En réponse à M. Jean-Marc Boyer, il est évident que nous devons mettre en place un contrôle rigoureux sur les jauges dans la grande distribution. Il n'est pas démontré que le risque de contracter le virus est plus élevé dans un petit commerce mais l'élément mis en avant par les scientifiques est que pour diminuer le virus il faut diminuer le nombre des points de contact et c'est ce qui a motivé la fermeture des petits commerces. Tel est le fondement de l'arbitrage du Gouvernement et mon rôle ici à Bercy est d'accompagner les commerçants subissant une fermeture administrative qui doit être compensée.

S'agissant des secteurs du tourisme et du thermalisme, je précise qu'ils sont éligibles aux dispositifs d'aides et je suis à votre disposition pour examiner, avec le ministre en charge du tourisme, comment nous pourrions mieux accompagner ces entreprises essentielles pour l'activité de notre pays.

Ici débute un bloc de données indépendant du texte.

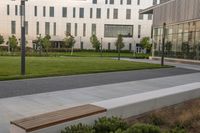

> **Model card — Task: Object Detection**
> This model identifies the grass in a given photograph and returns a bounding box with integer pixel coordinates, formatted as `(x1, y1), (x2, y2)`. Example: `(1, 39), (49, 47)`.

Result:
(0, 56), (166, 80)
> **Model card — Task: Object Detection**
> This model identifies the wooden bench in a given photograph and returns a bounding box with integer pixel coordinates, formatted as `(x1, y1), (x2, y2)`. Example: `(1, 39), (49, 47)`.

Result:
(11, 104), (106, 133)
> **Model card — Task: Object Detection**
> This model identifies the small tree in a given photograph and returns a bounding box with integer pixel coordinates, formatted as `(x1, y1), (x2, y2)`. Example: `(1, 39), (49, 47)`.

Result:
(115, 34), (125, 50)
(90, 34), (101, 51)
(6, 35), (18, 52)
(140, 37), (152, 53)
(64, 33), (76, 55)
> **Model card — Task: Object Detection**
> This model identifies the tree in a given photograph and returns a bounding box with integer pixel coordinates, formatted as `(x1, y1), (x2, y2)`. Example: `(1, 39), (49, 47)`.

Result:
(6, 35), (18, 52)
(64, 33), (76, 55)
(115, 34), (125, 50)
(90, 34), (101, 51)
(140, 37), (152, 53)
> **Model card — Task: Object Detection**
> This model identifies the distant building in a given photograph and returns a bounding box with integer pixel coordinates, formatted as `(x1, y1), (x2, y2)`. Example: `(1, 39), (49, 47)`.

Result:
(0, 0), (157, 50)
(140, 0), (200, 60)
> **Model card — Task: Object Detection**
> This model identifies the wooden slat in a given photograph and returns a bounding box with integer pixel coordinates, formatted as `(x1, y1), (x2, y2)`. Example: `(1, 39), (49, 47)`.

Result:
(11, 104), (106, 132)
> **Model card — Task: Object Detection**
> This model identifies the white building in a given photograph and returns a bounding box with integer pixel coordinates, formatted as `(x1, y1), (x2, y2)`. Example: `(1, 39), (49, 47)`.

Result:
(0, 0), (157, 50)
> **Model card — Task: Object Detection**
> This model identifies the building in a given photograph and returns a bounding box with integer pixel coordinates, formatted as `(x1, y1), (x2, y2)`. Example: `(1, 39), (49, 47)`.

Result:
(140, 0), (200, 60)
(0, 0), (157, 51)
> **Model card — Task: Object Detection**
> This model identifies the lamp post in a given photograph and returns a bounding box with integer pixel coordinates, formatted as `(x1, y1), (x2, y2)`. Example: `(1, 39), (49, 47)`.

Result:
(21, 0), (26, 75)
(161, 23), (166, 66)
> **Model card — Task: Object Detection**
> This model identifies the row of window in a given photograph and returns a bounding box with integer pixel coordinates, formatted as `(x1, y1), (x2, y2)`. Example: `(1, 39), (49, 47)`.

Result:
(7, 5), (152, 20)
(11, 21), (141, 38)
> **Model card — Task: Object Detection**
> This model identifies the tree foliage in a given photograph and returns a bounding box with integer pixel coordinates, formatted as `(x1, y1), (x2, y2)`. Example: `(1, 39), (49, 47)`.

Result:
(90, 34), (101, 51)
(115, 34), (125, 50)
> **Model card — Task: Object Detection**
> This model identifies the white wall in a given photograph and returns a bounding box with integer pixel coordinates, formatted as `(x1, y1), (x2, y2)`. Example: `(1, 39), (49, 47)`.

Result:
(0, 0), (153, 49)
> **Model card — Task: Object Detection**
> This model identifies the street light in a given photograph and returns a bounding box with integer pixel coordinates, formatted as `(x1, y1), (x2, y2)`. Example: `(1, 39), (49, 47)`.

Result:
(21, 0), (27, 75)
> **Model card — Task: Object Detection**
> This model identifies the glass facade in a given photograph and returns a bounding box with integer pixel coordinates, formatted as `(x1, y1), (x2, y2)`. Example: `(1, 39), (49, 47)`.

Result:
(154, 21), (200, 60)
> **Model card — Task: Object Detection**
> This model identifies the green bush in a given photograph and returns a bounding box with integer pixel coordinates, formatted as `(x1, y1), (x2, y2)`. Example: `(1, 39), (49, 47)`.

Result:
(122, 124), (161, 133)
(94, 117), (128, 133)
(61, 123), (95, 133)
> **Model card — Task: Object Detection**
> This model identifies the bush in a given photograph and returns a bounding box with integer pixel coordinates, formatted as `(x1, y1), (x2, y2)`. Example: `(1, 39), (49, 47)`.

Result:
(61, 123), (95, 133)
(94, 117), (128, 133)
(123, 124), (161, 133)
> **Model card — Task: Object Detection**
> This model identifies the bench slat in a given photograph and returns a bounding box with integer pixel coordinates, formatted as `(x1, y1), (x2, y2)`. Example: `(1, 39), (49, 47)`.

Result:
(11, 104), (106, 132)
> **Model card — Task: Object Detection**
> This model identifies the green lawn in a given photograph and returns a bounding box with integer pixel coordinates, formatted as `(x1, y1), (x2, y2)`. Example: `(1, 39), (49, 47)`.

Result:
(0, 56), (167, 80)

En ce qui concerne les interrogations de Mme Viviane Artigalas, je rappelle que le Gouvernement a estimé préférable, au regard de la diffusion du virus, de prendre des mesures identiques sur l'ensemble du territoire. Par ailleurs, je redis que le terme de commerce « non essentiel » ne me parait pas adéquat ; je préfère distinguer les produits de première nécessité : essentiellement la nourriture et les produits d'hygiène ou de santé. Le travail effectué avec les branches professionnelles permet de mettre au point le décret qui précisera demain matin la définition de ces produits de première nécessité qui restent accessibles quel que soit le mode de distribution.